Molecular Modeling of p-Chlorophenoxyacetic Acid Binding to the CLC-0 Channel

Abstract
Molecular simulation techniques were applied to predict the interaction of the CLC-0 Cl(-) channel and the channel-blocking molecule p-chlorophenoxyacetic acid (CPA). A three-dimensional model of the CLC-0 channel was constructed on the basis of the homology with the bacterial Cl(-) channel StCLC, the structure of which has been solved by X-ray crystallography. Docking of the CPA molecule was obtained by using a geometric recognition algorithm, yielding 5000 possible conformations. By restraining the simulation to those conformations in which CPA is near the intracellular mouth of the channel, the CPA-protein complex models were reduced to three sets of conformations, which are interconvertible within 2 ns when molecular dynamics is applied to the system. Point mutations of CLC-0 at three different positions predicted to interact with CPA in these configurations did, however, not greatly alter CPA inhibition, suggesting a deeper final binding location.
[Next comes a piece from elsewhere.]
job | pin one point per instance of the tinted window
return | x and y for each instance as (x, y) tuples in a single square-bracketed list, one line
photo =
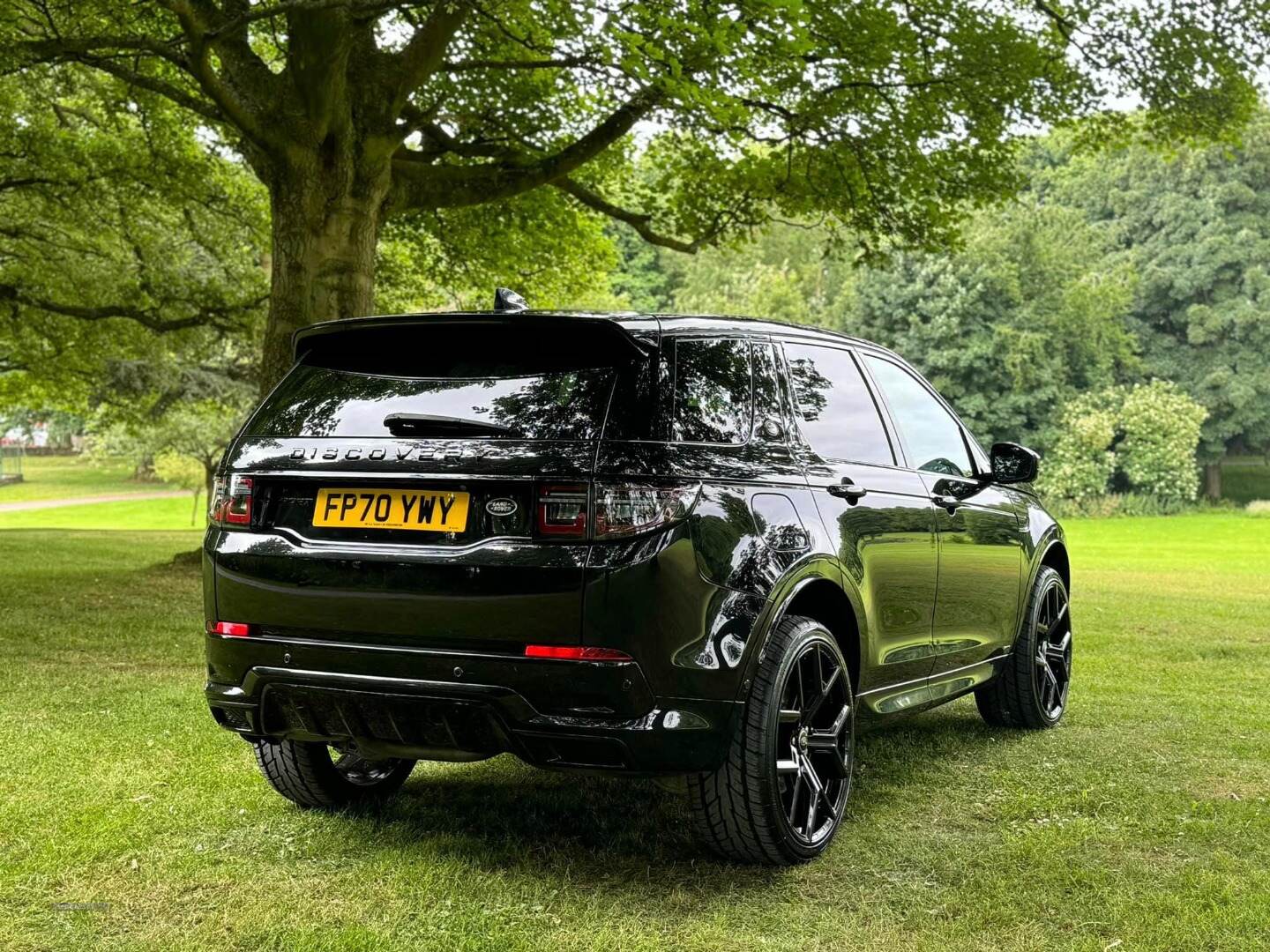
[(839, 415), (317, 401), (712, 391), (931, 435)]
In the model, binding of CPA to a more internal position in the ionic pathway was obtained by applying a constant force vector to CPA, pushing it toward the center of the channel. This technique allowed us to outline the possible intrachannel pathway of CPA and to describe qualitatively the binding sites and energy barriers of this pathway. The consistency of the obtained models and the experimental data indicates that the CLC-0-CPA complex model is reasonable and can be used in further biological studies, such as rational design of blocking agents of and mutagenesis of CLC Cl(-) channels.